Wer nicht akzeptieren kann, dass Menschen jüdischer Herkunft wie Angehöriger anderer sozialer Gruppen auch, normale wie außergewöhnliche "Verbrecher" sein können, der befindet sich tendenziell selbst auf einer antisemitischen Linie, weil er dieser Gruppe von Menschen einen Sonderstatus zuschreiben will, die sie wiederum gegenüber anderen sozialen Gruppen gesellschaftlich ausgrenzt.

Im übrigen sei vielleicht darauf hingewiesen, dass Rick Cohen in seinem Buch "Murder Inc., oder Nicht ganz koschere Geschäfte in Brooklyn" das Handeln der "Jewish Mobster" auch als Gegenprogramm zu den traumatischen Erfahrungen des europäischen Judentums in der Shoah umdeutet.

"Mehr noch: Er behauptet, daß die jüdischen Gemeinden in den USA besser dran wären, treibe die jüdische Mafia der 30er Jahre noch heute ihr Unwesen, "denn", so behauptet Cohen, 'jeder braucht jemanden, der einen starken Eindruck auf ihn macht.
(...)
Dabei trauert Cohen dem hinterher, was die jüdischen Mafiosi der nachfolgenden Generation auf keinen Fall vererben wollten: sich verteidigen zu müssen, Gewalt anzuwenden.
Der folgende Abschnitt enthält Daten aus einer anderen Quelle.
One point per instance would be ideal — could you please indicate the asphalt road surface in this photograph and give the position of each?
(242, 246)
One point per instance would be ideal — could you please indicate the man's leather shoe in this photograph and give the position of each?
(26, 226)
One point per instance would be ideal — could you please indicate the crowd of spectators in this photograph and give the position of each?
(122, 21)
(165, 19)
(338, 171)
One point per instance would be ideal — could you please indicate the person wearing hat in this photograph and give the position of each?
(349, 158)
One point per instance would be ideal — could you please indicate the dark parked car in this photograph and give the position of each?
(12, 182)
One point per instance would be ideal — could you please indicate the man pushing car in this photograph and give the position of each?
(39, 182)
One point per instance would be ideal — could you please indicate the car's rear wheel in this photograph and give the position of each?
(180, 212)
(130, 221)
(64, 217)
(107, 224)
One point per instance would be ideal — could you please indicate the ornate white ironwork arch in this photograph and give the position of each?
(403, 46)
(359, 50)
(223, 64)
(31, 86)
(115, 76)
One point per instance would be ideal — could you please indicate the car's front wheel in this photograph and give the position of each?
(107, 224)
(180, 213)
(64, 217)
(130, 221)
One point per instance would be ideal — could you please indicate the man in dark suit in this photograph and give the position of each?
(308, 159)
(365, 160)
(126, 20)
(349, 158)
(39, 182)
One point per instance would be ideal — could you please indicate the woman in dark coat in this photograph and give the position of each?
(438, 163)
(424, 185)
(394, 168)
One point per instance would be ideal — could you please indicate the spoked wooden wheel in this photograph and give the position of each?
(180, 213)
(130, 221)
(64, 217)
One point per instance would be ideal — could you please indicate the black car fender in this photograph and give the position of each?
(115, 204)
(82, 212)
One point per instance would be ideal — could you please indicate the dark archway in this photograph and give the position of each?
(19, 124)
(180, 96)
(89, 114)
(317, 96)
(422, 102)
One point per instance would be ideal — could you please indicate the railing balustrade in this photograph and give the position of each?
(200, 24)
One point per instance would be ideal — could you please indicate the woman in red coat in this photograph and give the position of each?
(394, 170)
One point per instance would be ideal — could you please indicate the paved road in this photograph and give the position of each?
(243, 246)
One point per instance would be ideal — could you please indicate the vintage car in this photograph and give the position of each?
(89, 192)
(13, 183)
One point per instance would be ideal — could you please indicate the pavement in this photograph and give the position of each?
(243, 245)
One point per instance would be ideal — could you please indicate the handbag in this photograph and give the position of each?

Doch Cohen und viele andere amerikanische junge Juden, schauen wehmütig zurück. "Wir sind anders als unsere Väter", gibt Cohen zu. "Israel wurde zur Identifikationsfigur für uns, so wie es die Gangster für unsere Väter waren. Da waren sie wieder, die 'tough jews'. Juden, die zurückschlugen, Aggression mit Aggression beantworten."

(Aus der Rezension von Tekla Szymanski im "Aufbau" vom 8.5.1998)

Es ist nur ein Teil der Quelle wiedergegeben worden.